Mehrere Faktoren spielen eine Rolle, warum sie sich nun bei TNT wohl fühlen. Erstens sind sie nicht allein. „Es war klar, dass es wenig Sinn macht, eine einzelne Person zu nehmen“, sagt Neuwirth. „Wir haben mit zwei begonnen. Das hat auch Berührungsängste bei den Hörenden genommen.“ Zweitens war die Unterstützung durch öffentliche Stellen wie WITAF, AMS und Bundessozialamt sowie die intensive Einschulung mit GebärdensprachdolmetscherInnen hilfreich. Drittens fanden sich im Unternehmen etliche Leute, die einen Gebärdensprachkurs machten und die auch ohne Kurs von ihren Kollegen gerne Gebärden lernen.
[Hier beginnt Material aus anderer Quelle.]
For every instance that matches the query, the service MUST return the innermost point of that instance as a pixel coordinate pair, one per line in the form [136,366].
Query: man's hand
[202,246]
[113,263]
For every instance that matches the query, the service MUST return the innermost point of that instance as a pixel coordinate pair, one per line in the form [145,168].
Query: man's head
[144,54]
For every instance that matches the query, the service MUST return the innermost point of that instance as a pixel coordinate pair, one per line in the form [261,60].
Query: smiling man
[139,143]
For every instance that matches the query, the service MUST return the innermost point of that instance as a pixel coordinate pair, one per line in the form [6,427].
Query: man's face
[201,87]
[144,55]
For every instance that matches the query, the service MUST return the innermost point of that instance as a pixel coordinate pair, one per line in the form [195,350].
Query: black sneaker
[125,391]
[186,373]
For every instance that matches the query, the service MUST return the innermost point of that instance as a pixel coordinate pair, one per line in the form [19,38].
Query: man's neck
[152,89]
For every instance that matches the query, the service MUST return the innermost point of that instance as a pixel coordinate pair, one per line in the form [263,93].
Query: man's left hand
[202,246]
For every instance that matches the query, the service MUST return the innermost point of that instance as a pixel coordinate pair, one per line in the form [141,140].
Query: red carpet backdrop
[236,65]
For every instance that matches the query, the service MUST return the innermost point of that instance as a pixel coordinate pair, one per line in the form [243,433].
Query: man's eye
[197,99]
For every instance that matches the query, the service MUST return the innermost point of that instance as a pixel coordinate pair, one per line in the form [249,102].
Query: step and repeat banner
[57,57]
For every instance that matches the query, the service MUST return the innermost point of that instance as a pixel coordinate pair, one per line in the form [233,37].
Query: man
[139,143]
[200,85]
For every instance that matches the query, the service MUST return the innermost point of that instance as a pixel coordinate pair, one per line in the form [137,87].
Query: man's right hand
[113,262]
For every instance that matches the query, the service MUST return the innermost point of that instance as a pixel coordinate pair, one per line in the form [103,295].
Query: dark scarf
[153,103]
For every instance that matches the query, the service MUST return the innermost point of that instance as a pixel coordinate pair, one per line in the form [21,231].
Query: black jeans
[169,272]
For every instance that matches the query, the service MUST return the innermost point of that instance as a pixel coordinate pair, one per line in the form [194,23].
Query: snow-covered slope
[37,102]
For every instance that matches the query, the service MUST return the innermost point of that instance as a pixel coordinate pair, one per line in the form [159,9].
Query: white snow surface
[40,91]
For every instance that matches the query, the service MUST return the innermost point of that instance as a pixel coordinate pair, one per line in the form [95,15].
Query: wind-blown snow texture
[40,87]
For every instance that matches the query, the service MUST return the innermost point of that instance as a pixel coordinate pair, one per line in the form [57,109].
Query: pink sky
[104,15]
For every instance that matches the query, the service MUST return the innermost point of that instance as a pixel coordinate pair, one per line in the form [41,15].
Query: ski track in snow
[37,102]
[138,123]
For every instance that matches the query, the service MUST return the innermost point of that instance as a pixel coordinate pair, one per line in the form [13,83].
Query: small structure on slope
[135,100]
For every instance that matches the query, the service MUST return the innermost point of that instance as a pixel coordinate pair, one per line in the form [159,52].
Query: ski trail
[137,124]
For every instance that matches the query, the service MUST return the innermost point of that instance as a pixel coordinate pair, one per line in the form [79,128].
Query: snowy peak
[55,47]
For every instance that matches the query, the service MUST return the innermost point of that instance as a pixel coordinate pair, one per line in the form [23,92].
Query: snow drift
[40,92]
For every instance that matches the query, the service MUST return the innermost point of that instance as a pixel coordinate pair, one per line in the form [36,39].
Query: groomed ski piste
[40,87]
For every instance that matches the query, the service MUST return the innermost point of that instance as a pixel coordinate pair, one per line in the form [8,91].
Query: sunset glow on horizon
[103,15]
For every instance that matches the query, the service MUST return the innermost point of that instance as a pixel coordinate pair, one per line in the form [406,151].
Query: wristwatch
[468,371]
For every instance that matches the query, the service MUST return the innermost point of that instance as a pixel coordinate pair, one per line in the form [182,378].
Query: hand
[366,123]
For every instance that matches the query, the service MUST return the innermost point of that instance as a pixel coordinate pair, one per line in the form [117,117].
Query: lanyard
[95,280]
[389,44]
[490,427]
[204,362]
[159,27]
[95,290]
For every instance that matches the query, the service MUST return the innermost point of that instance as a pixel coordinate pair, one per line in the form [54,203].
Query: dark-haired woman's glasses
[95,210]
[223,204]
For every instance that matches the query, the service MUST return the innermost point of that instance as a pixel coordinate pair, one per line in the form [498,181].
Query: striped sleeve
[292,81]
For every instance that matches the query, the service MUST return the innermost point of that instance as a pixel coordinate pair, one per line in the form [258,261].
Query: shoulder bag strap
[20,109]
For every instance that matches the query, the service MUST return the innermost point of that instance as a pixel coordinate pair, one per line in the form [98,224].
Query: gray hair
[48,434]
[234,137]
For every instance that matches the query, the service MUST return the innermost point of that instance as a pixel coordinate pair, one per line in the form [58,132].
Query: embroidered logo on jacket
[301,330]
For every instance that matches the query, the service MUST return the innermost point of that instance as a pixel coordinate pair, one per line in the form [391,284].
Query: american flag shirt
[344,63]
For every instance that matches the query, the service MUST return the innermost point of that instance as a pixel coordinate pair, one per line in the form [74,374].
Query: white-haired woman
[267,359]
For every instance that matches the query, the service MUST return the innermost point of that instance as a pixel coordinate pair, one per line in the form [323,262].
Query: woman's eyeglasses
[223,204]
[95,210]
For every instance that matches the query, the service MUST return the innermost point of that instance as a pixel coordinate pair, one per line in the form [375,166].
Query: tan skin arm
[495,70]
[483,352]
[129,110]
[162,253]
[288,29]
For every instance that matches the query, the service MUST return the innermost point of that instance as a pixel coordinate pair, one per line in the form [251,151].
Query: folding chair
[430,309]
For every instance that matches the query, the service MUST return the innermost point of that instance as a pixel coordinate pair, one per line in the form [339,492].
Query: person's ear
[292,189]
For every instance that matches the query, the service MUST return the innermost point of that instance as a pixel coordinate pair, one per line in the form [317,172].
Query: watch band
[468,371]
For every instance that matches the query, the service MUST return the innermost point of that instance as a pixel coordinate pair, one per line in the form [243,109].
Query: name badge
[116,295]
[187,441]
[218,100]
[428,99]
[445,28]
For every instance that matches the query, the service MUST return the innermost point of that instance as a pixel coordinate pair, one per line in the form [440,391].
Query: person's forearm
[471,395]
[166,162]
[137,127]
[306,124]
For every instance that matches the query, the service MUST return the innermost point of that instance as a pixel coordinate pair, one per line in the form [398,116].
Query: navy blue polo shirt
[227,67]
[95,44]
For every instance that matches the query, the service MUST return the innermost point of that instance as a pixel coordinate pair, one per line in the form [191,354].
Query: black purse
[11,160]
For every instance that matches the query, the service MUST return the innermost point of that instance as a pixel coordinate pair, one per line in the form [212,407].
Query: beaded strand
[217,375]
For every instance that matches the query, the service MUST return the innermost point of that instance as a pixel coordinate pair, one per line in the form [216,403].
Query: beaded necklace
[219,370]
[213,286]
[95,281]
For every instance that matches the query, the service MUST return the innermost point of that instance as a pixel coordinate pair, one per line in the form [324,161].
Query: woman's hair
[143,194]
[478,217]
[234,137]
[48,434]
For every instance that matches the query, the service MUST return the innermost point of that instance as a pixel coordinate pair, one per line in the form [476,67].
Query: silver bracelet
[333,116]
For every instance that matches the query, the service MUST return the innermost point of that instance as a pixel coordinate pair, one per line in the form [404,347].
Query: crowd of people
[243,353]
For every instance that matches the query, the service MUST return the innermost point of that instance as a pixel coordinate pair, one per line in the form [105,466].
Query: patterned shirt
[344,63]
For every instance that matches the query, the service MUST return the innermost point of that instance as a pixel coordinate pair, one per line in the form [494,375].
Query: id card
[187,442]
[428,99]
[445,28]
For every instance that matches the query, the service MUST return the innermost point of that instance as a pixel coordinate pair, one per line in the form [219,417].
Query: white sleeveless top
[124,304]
Diversity ist der Normalzustand
Viertens gibt es bei TNT wohl grundsätzlich eine Offenheit dafür, dass Menschen, die „anders“ sind, doch nicht so anders sind. Das zeigt sich auch an der Haltung zu schwulen, lesbischen und bisexuellen Menschen. „Die sexuelle Orientierung der MitarbeiterInnen hat ein Unternehmen grundsätzlich nicht zu interessieren“, sagt Neuwirth. „Doch es muss möglich sein, einen gleichgeschlechtlichen Partner zu einer Firmenveranstaltung mitzunehmen oder den Kollegen zu erzählen, was man am Wochenende gemacht hat.“ Aufgabe des Unternehmens sei es, so eine Kultur zu schaffen. Ein holländischer Konzern zu sein ist da sicher ein Vorteil – der Zugang zu diesem Thema ist in Holland offener. Im Konzern gibt es ein Gay, Lesbian, Bisexual and Transgender Network, und ein Mitglied dieses Netzwerks gehört zur erweiterten Geschäftsleitung.
Der Konzernbericht 2009 vermerkt auch, wie viele Menschen mit einer Behinderung im Konzern arbeiten: 2018 Personen, das sind 1,6 Prozent. Hinter diesen nackten Zahlen stehen in Österreich die Gesichter von Mario Zahlbruckner, Markus Hamedl, Zoran Stanojevic und Wolfgang Leithner.
„Wir haben die allerbesten Erfahrungen mit unseren Kollegen gemacht“, sagt Neuwirth. Doch grundsätzlich gehe es darum, Diversity nicht als etwas Außergewöhnliches zu sehen. Sondern als Normalzustand zu begreifen. „Diversity ist in Österreich eine gelebte Realität. Schauen Sie sich doch um – im Supermarkt, im Restaurant, beim Friseur, egal, was Sie tun: Sie leben in einem vielfältigen Umfeld.“
Dieser Beitrag ist im Rahmen des Projektes "Lebens- und Arbeitswelten" erschienen.